When A$AP Rocky first emerged online in the early 2010s as the face and figurehead of the trendsetting Harlem collective known as the A$AP Mob, he was already primed for stardom, with model good looks, a strong curatorial eye, and a sound that drew from brolic New York street rap, DJ Screw tapes, and trippy underground electronics alike. Parlaying the hype from his acclaimed debut mixtape, 2011’s LIVE.LOVE.A$AP, the Harlem native soon found himself in hip-hop’s upper echelons, testing the boundaries of genre and style. But for years, Rocky mostly applied his ambitions elsewhere: He embraced acting, taking on roles in 2025’s Highest 2 Lowest and If I Had Legs I’d Kick You, co-chaired the 2025 Met Gala (for which he designed his own look), and meanwhile, became half of pop culture’s coolest power couple, starting a family with his partner, Rihanna. Some wondered if the fashion killa had outgrown rap entirely.

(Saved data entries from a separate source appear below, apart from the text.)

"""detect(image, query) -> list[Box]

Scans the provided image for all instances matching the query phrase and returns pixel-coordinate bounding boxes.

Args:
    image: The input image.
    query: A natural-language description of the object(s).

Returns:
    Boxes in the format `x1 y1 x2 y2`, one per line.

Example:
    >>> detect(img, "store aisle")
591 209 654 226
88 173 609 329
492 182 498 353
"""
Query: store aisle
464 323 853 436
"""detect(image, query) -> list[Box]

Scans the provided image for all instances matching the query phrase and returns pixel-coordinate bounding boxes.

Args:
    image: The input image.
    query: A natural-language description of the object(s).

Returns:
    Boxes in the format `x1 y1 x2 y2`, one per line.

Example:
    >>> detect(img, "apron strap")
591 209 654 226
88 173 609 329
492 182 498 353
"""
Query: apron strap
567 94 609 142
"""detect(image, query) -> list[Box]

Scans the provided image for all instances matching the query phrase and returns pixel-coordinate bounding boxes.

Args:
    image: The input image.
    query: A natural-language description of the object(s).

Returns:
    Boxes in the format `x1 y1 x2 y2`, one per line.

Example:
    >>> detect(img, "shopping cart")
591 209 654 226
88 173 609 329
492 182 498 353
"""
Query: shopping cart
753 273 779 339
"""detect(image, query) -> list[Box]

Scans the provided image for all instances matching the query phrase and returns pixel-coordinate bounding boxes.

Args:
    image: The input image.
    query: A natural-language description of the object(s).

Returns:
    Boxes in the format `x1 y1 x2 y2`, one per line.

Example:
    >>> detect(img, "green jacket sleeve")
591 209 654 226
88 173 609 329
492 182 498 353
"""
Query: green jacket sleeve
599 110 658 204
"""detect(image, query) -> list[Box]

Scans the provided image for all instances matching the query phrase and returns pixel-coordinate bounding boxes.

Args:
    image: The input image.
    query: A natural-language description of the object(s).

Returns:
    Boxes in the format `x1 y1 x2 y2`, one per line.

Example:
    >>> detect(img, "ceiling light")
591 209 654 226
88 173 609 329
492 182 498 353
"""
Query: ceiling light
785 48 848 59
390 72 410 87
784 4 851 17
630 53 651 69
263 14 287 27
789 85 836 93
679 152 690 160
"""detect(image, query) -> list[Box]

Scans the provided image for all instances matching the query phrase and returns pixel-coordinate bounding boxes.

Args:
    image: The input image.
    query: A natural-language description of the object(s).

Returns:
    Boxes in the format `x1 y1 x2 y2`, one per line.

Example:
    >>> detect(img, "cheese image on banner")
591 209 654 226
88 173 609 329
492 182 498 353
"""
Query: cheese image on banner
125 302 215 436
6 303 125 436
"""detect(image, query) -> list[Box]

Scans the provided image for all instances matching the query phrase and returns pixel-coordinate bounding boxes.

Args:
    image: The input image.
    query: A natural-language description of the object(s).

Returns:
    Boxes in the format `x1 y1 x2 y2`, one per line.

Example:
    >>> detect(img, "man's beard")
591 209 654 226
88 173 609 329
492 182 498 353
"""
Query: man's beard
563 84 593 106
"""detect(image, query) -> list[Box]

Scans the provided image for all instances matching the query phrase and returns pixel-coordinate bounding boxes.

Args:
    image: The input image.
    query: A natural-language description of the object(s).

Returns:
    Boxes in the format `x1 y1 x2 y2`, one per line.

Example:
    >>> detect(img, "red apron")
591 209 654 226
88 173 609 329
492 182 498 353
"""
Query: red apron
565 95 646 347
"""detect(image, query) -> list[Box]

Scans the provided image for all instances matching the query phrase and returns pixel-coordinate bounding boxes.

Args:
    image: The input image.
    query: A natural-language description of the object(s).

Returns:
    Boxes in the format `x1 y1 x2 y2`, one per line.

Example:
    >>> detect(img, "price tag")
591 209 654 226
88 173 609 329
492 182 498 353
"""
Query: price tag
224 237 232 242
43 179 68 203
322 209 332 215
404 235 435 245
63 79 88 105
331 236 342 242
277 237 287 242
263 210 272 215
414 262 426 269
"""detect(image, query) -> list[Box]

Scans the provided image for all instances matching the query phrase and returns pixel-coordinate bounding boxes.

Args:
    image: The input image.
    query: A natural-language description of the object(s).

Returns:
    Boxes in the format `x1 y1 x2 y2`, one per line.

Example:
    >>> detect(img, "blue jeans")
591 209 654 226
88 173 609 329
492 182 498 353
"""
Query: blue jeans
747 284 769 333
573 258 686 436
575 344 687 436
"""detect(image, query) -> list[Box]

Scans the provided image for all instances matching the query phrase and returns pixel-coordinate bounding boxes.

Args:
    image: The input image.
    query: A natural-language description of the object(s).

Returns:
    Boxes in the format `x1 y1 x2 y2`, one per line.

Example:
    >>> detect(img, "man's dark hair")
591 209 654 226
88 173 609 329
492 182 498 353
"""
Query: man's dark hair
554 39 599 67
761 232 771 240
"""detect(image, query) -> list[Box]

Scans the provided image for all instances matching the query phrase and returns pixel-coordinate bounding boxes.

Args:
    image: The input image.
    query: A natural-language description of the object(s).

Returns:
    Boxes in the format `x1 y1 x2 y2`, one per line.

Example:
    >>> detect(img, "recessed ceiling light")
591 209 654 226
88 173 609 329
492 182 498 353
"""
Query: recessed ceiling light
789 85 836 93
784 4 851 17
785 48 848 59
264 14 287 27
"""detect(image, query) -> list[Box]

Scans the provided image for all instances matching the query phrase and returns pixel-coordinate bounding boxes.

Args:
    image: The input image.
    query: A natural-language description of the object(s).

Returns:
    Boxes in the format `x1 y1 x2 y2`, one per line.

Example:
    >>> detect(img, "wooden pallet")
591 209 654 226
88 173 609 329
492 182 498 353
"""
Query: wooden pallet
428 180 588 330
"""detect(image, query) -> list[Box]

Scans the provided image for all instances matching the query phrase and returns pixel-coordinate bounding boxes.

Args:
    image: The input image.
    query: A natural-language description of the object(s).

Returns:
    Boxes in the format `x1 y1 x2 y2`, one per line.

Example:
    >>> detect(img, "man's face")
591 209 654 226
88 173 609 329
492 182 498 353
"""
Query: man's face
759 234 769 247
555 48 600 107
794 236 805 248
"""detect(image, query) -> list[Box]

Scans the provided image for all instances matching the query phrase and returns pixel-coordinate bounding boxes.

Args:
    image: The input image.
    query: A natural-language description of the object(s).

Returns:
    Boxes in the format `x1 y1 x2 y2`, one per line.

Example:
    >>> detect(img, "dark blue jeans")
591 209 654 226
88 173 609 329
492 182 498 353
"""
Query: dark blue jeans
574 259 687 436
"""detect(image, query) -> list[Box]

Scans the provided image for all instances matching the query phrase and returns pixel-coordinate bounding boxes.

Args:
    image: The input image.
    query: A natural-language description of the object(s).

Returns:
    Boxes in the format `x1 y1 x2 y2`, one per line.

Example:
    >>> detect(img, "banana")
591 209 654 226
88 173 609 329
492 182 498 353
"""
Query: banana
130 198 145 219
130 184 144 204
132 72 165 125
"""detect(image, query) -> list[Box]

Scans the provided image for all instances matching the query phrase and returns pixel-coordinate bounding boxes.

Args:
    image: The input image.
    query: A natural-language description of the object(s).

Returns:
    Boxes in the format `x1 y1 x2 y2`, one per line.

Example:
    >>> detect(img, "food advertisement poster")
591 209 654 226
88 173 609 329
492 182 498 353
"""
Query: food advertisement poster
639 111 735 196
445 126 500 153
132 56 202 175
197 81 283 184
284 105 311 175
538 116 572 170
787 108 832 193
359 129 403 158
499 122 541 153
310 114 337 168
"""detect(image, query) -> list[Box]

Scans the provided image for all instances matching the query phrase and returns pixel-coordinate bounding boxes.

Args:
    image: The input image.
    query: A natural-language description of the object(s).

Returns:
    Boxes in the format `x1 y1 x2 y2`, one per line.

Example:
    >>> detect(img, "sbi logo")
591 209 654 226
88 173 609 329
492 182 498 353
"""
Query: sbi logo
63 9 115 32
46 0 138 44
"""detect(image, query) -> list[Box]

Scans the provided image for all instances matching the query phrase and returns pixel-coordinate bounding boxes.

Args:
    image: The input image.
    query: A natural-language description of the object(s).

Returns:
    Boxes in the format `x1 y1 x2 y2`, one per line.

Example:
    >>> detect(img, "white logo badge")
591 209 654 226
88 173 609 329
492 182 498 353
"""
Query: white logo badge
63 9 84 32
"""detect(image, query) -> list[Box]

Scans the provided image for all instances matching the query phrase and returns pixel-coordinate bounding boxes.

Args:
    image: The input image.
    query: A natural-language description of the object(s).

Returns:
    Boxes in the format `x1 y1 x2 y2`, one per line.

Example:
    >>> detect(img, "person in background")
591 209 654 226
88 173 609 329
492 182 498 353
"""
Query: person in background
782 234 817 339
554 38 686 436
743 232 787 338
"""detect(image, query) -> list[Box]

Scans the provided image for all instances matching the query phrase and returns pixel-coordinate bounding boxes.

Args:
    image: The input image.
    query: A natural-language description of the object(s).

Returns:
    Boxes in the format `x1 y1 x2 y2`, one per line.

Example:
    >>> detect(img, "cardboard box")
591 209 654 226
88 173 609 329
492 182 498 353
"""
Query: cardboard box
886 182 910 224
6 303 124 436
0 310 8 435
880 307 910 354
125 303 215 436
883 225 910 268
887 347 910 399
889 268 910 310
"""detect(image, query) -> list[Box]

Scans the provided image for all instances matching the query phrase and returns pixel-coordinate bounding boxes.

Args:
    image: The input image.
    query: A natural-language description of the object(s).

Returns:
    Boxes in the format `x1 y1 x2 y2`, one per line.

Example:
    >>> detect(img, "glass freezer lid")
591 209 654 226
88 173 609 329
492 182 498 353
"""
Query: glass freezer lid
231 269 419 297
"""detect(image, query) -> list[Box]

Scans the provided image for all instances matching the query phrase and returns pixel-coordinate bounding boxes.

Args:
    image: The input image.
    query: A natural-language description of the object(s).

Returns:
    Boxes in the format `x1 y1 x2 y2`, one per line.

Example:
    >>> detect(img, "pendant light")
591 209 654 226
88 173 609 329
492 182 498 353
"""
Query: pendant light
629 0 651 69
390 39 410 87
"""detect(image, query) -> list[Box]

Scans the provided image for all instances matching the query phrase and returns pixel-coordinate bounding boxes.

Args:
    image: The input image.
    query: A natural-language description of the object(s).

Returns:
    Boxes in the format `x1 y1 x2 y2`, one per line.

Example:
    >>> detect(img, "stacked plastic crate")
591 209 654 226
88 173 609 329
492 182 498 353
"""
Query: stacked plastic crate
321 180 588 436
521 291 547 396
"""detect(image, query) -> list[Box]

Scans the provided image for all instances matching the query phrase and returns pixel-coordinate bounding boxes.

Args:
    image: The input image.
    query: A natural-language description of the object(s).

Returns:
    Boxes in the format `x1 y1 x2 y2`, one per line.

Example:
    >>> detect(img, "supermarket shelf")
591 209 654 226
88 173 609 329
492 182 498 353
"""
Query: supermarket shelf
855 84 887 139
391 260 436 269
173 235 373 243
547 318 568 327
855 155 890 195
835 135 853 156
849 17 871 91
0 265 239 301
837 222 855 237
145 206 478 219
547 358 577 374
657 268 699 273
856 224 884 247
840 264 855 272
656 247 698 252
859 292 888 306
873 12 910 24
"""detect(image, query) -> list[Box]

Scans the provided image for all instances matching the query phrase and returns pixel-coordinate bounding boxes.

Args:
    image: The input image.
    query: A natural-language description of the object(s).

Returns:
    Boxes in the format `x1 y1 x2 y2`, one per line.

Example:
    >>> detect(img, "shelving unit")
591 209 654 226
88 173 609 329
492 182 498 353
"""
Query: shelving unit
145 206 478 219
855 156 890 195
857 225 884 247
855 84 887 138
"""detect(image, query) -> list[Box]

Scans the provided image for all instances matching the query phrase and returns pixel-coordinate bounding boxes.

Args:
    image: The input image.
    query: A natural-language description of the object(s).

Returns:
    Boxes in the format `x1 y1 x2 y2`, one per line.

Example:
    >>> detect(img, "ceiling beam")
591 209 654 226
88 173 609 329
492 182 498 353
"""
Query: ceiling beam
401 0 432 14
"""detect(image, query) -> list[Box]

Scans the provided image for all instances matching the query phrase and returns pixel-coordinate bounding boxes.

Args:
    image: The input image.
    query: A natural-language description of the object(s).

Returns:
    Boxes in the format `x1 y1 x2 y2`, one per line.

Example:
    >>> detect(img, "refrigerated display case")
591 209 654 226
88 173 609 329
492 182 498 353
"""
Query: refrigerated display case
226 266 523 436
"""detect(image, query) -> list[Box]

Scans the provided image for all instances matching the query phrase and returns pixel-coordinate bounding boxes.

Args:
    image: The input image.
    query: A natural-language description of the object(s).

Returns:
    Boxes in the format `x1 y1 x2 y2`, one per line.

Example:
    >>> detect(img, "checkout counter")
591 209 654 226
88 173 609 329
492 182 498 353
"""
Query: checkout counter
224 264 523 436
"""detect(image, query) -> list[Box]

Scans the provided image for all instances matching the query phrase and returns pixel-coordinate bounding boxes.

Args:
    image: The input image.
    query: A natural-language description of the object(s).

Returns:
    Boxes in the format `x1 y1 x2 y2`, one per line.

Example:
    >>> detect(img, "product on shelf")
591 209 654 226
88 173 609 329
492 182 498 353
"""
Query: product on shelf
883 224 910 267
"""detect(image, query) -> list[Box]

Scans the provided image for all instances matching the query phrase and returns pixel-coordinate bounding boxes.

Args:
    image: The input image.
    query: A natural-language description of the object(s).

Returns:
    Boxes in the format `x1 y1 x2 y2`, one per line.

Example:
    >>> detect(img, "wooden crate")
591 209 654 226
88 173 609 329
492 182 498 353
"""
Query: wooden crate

His long-awaited fourth studio album, Don’t Be Dumb, proves otherwise. His first full-length release since 2018’s TESTING is evidence that the father of three is still hungry for his spot among the hip-hop elite. Alternately brash and sophisticated, the album is a return to the stylish, self-possessed art rap of his 2013 major-label debut, and on it the superstar does not spare the feelings of the many who have bitten or betrayed him. “Stole my flow, so I stole your bitch/If you stole my style, I need at least like 10 percent,” he scoffs on “STOLE YA FLOW,” the latest in a line of not-so-subtle shots at Drake. On “STOP SNITCHING,” he fires at the former A$AP Mob member who testified against him in a 2025 felony assault trial at which Rocky was found not guilty.

Fifteen years into his career, the 37-year-old rapper has earned the role of hip-hop elder statesmen, and Don’t Be Dumb sounds accordingly wizened, slipping into jazz mode on the Duke Ellington-sampling, Doechii-featuring “ROBBERY” or lavishing in psychedelic dream pop on single “PUNK ROCKY.” Still, his singular knack for curation prevails: Who else would recruit Westside Gunn to ad-lib gun sounds over backup harmonies from Damon Albarn, as on “WHISKEY (RELEASE ME),” or juxtapose Jessica Pratt’s bewitching psych-pop with apocalypse bars from will.i.am (“THE END”)? And on the two-part “DON’T BE DUMB / TRIP BABY,” throwback beats from former collaborators Clams Casino and Harry Fraud take the pretty MFer back to where it all began.